As we go so far to serve and learn in these community centres where we have developed extremely solid relationships and excellent work habits for the last six years, we also commit to the integrity and integrality of our team as ambassadors of Western University and Canada.
In celebration of ten years of Community Engaged Learning in Rwanda: The Land of A Thousand Hills, students who have taken part in this course reflect on their experiences working with these organizations in Rwanda.
A Season in Kigali - this video is a reflection of the experiential learning trip taken by Western students in May 2014. SASAH students Nicholas Pincombe and Rachel Goldstein were amongst the group of students that traveled with Prof. Henri Boyi and lived in Rwanda for five weeks. During their stay, the students were immersed in a number of community projects and initiatives while also learning about the culture and history of the country.

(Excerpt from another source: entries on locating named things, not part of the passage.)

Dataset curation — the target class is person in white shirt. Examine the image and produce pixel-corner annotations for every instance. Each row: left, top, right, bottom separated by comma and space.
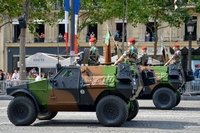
35, 73, 42, 81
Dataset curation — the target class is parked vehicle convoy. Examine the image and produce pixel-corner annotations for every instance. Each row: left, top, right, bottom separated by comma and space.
7, 49, 142, 126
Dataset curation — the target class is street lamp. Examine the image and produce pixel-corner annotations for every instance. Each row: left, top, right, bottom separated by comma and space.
197, 38, 200, 47
187, 18, 194, 70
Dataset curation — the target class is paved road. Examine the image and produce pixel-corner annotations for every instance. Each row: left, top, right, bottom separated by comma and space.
0, 100, 200, 133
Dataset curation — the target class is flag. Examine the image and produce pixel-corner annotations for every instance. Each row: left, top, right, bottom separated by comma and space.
174, 0, 178, 11
65, 0, 69, 54
74, 0, 80, 54
105, 30, 110, 45
161, 42, 166, 63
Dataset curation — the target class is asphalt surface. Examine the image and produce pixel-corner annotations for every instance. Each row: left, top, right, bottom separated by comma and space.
0, 100, 200, 133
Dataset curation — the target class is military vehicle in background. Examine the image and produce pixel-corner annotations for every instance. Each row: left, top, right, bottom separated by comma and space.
138, 64, 194, 109
6, 49, 142, 126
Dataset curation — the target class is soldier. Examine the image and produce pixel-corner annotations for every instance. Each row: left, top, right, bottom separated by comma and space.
114, 38, 143, 95
165, 44, 186, 82
141, 46, 148, 66
88, 38, 99, 66
114, 38, 138, 75
165, 44, 182, 66
114, 38, 138, 65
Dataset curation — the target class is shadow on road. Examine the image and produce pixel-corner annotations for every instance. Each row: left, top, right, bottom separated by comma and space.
33, 120, 200, 131
139, 107, 200, 111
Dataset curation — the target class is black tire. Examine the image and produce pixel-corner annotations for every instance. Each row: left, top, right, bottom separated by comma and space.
37, 111, 58, 120
7, 96, 38, 126
126, 100, 139, 121
153, 87, 176, 110
96, 95, 128, 127
175, 91, 181, 107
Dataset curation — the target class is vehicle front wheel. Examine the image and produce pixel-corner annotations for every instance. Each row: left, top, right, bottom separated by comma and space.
153, 87, 176, 110
7, 96, 38, 126
126, 100, 139, 121
37, 111, 58, 120
96, 95, 128, 127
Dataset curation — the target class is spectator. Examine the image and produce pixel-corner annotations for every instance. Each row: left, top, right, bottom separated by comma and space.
0, 69, 5, 81
114, 30, 119, 41
40, 33, 45, 42
90, 32, 95, 38
35, 73, 42, 81
145, 31, 150, 42
12, 70, 19, 80
86, 32, 90, 42
58, 33, 64, 42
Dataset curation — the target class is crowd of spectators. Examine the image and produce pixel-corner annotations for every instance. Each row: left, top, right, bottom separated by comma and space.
0, 68, 55, 82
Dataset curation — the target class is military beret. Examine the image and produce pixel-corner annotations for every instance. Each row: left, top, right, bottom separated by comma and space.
174, 43, 179, 47
142, 46, 147, 50
128, 38, 135, 42
90, 37, 96, 42
195, 64, 200, 67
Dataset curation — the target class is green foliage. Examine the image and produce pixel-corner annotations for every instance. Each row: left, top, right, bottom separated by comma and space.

International Study Experience in Rondine, Tuscany
UWO Study abroad at Rondine is a program promoted by the University of Western Ontario and the association Rondine Cittadella della. It is addressed to the larger Western Community through the partnership with the affiliated Colleges Huron and King’s. The program is aimed at any student enrolled at Western (Affiliates included) and interested in pursuing the study of Italian language and culture at the beginning and intermediate level; students with interest in international relations, peace building, conflict resolution, intercultural competence.
Theatre Studies 3900G: Destination Theatre
Students will have the opportunity to develop their drama education more deeply through the experience of theatre abroad, in London, England. Attendance at live performances will be complemented with daily lectures, workshops and seminars hosted by artists and scholars from the University of London, the Royal Shakespeare Company, and the Shakespeare Birthplace Trust. In addition, students will experience tours of theatres, archives, and do a theatre-themed walking tour of central London.